Department of Clinical Medicine and Department of Digestive Diseases and Internal Medicine, Sant’Orsola-Malpighi Hospital, Università Alma Mater Studiorum di Bologna, Bologna, Italy Corresponding Author
Umberto Volta, MD
Dipartimento di Medicina Clinica, U.O. Medicina Interna Bolondi
Policlinico Sant’Orsola-Malpighi, Via Massarenti, 9, IT–40138 Bologna (Italy)

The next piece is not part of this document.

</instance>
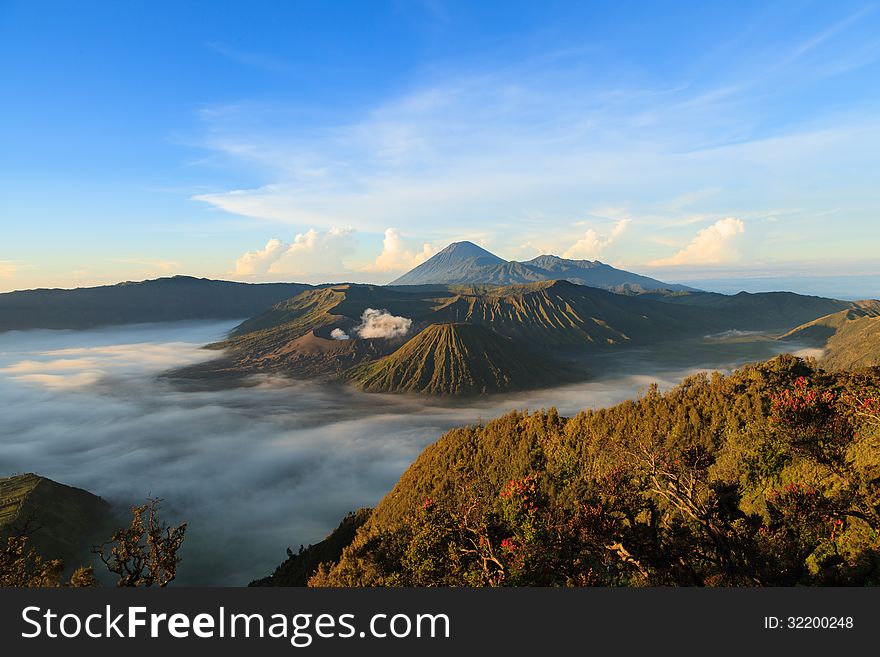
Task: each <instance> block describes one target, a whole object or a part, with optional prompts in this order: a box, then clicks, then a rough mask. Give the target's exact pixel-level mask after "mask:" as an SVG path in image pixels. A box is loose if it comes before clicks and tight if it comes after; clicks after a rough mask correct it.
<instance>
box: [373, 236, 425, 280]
mask: <svg viewBox="0 0 880 657" xmlns="http://www.w3.org/2000/svg"><path fill="white" fill-rule="evenodd" d="M436 252H437V250H436V249H435V248H434V247H433V246H431V245H430V244H428V243H425V244H422V249H421V251H414V250H412V249H410V248H409V247H408V246H407V244H406V242H405V241H404V239H403V238H402V237H401V236H400V233H398V232H397V231H396V230H394V229H393V228H387V229H385V239H384V240H383V241H382V253H380V254H379V257H378V258H376V260H375V262H373V263H371V264H369V265H367V266H366V267H364V271H377V272H392V271H408V270H410V269H412V268H413V267H415V266H417V265H420V264H422V263H423V262H424V261H425V260H427V259H428V258H430V257H431V256H432V255H434V254H435V253H436Z"/></svg>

Tel. +39 051 636 3633, Fax +39 051 340 877, E-Mail email@example.com
Celiac disease is an autoimmune disorder primarily targeting the small bowel, although extraintestinal extensions have been reported. The autoimmune processes can affect the liver with manifestations such as primary biliary cirrhosis and autoimmune hepatitis. We describe a 61-year-old woman with celiac disease and an increased levels of aminotransferases. The persistence of increased levels of aminotransferases after 1 year of gluten-free diet and the positivity for an anti-nuclear and anti-double-strand DNA antibodies led to a misdiagnosis of systemic lupus erythematosus-related hepatitis. Based on these findings the patient was placed on steroids, which after a few months were stopped because of the onset of diabetes mellitus. Soon after steroid withdrawal, the patient had a marked increase in aminotransferases and γ-globulins, and a liver biopsy revealed chronic active hepatitis. A course of three months of steroids and azathioprine normalized both biochemical and clinical parameters. Currently the patient is symptom-free and doing well. In conclusion, a hypertransaminasemia persisting after a gluten-free diet should be interpreted as a sign of coexisting autoimmune liver disease. Any autoantibody positivity (in this case to ANA and anti-dsDNA) should be carefully considered in order to avoid misdiagnosis delaying appropriate clinical management.